Intel® Quartus® Prime Software
Intel® Quartus® Prime Design Software, Design Entry, Synthesis, Simulation, Verification, Timing Analysis, System Design (Platform Designer, formerly Qsys)
16557 Discussions

Optimizing my first VHDL project, big complexion of algorithm

Altera_Forum
Honored Contributor II
959 Views

Hi, 

Recently I started to continue working on my old project. The project is an implementation of a algorithm which generates polynomial in the GF(3) field ie. polynomial with coefficients 0,1,2 (so to represent one vector of GF3 i used 2 std_logic_vectors with values 00, 01, 10). 

The algorithm gives good results etc (that was the point of it) but now I have to expand it. 

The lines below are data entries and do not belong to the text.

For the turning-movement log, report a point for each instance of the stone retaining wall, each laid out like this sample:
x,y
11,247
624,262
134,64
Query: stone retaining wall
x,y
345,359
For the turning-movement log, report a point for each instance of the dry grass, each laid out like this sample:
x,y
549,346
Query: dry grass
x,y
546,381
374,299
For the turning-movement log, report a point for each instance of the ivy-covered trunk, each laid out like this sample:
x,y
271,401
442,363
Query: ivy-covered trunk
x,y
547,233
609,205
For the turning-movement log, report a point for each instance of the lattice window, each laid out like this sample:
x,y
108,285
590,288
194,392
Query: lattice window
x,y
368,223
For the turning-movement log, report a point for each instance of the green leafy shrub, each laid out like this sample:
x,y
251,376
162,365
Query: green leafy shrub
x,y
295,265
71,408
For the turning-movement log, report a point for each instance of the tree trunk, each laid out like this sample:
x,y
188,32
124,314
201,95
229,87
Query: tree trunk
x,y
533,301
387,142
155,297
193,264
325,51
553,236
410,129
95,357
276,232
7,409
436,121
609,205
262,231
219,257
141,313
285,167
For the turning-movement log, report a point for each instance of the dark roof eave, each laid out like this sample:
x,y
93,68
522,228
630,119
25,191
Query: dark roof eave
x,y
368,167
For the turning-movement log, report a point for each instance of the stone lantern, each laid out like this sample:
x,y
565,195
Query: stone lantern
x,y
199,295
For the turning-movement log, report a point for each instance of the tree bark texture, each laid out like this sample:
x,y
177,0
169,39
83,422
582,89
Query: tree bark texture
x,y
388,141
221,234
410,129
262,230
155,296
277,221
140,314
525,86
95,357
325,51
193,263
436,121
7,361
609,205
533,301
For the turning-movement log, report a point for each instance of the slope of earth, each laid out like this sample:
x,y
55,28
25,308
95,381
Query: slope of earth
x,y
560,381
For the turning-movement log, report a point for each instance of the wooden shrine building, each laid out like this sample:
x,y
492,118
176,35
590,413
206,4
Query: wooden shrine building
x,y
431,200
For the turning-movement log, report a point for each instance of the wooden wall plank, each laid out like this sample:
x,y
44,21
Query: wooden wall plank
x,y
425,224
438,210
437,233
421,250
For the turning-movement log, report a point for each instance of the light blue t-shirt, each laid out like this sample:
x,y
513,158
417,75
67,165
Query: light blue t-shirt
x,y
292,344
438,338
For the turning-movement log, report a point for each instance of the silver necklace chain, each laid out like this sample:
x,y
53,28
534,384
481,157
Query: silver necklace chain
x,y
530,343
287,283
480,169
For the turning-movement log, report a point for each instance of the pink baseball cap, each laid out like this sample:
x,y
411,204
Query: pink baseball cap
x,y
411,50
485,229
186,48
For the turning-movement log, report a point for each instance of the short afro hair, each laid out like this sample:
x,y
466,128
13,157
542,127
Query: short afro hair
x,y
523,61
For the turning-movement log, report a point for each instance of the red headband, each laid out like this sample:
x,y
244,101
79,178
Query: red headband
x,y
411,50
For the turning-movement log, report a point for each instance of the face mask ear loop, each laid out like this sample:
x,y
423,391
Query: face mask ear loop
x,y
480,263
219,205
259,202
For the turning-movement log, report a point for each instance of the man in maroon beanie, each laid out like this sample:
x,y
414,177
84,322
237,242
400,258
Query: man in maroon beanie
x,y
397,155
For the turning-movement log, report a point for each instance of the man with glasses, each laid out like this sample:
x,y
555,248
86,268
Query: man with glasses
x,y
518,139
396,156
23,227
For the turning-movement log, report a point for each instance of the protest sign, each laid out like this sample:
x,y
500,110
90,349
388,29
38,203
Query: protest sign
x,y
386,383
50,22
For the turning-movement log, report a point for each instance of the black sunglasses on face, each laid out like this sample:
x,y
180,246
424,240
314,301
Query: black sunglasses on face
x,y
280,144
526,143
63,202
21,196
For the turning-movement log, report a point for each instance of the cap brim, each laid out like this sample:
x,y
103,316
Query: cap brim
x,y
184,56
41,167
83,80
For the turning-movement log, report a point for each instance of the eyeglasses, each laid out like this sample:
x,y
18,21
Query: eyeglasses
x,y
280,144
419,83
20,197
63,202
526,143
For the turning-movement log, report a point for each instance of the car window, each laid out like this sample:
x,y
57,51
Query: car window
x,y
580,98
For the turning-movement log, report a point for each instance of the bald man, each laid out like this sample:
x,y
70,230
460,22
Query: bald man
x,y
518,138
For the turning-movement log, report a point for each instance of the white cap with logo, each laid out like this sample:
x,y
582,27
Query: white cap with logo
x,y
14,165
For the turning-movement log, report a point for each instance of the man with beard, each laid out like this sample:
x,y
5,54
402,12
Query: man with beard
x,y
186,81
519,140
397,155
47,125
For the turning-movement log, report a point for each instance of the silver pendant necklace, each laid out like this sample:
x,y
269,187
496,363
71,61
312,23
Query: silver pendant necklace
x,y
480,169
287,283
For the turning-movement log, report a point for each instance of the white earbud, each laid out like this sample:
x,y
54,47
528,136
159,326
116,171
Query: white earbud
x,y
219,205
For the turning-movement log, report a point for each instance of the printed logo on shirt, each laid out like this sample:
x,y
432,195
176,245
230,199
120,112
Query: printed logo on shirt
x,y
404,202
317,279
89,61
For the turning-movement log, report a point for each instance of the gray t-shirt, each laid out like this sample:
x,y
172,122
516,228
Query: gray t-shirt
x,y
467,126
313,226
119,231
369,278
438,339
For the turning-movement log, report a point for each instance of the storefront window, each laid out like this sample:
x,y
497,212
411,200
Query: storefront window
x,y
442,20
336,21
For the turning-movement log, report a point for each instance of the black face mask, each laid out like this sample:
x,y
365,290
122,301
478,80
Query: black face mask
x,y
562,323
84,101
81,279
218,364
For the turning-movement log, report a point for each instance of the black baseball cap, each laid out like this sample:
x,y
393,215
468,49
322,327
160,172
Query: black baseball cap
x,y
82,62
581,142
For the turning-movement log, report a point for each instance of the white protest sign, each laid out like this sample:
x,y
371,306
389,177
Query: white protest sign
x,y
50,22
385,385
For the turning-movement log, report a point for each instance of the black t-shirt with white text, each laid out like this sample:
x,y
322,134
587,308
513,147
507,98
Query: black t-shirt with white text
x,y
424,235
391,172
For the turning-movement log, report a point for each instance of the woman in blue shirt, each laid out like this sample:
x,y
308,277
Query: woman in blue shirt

At the moment the project synthesizes for an input polynomial of size 5 but I need it to synthesize for a size of about 1000. Now this is where the problem starts, due to my inexpierience with VHDL I probably coded this project very inefficiently (im guessing 2^n complexity), I made a small table with different values of n: 

n-synthesis time-%of logic resources used on DE-0 nano 

5-1:30-15% 

6-2:30-32% 

7-9:00-62% 

So in order to optimize my project I need some help. I attached the .vhd file, this is just the logic part so I have no pins connected etc, if anyone wants I can send the whole project with a nios2 processor etc. 

Here are my questions about the logic file: 

1. Was it a good idea to create my own gf3 types, would it be better if I just used 2 std_logic_vectors to represent each vector, does this have an influence on the complexity 

2. Should I use signals or variables, do they have any difference in complexity, If I understand correctly, while using signals I would have to make a new state for every time a signal changes(the algorithm is mainly sequentional). 

3. Should I even use functions? I tried a lot of things in different projects, even one loop containing a function(which also uses a loop, for example the rolfun function in the attached file) for polynomials of 1000 already made the design not synthesis-able. 

4. From what I know, loops are a big problem(I don't need the loops to finish in one clock cycle), my question is though how do I change these loops to state machines efectively, does this mean that I should put all of the algorithm in the main part of the "seq" process and not in a procedure. 

5. If I move the algorithm to the "seq" process how do I effectively "divide it", from what I understand the "division" of the algorithm into parts would just be different states(so this is just manually dividing parts of the algorithm into seperate clock cycles)? 

 

Thanks for all the help, if something is still unclear in what I need help with please ask. 

 

P.S. I had this topic open before:http://www.alteraforum.com/forum/showthread.php?t=39208 

It confirmed that its possible to compile the logic in modelsim which uses sequentional processing instead of parallel, I don't know how to change the logic to fit this description. 

 

Fred
0 Kudos
1 Reply
Altera_Forum
Honored Contributor II
228 Views

1) The compiler should handle that just fine, makes no difference in logic complexity. 

2) Signals and variables don't have a direct difference in complexity. They do have different behaviors and you should use whichever best describes the behavior you need. 

3) Functions can be OK or not, depending on the logic they implement. 

4) Loops can be a big problem... 

5) I'm slightly amazed Quartus even compiled that... 

 

I think you need to go back to basics and find a tutorial for digital logic and synthesisable VHDL. In terms of synthesis, your project is so complex I can't even begin to tell you where to fix it. 

 

You do need to be able to think what your code will become in terms of hardware. 

For example, the following translates into a combinatory multiplier block (a*b), whose result is fed to rising edge flip-flop bank with asynchronous reset. 

process(reset, clk) begin if reset = '1' then y <= (others => '0'); elsif rising_edge(clk) then y <= a*b; end if; end process; 

 

The following translates to actually N copies of the above. 

 

process(reset, clk) begin if reset = '1' then for i in 0 to N-1 loop y(i) <= (others => '0'); end loop; elsif rising_edge(clk) then for i in 0 to N-1 loop y(i) = a(i) * b(i); end loop; end if; end process; 

 

And this translates into a chain of N-1 multiplier blocks feeding into a register bank. 

The chain will also have N-1 times the delay, so this will not be able to work at a high frequency. 

 

process(reset, clk) variable t : some_type; begin if reset = '1' then for i in 0 to n-1 loop y(i) <= (others => '0'); end loop; elsif rising_edge(clk) then t := a(0); for i in 1 to n-1 loop t := t * a(i); end loop; y <= t; end if; end process;
0 Kudos
Reply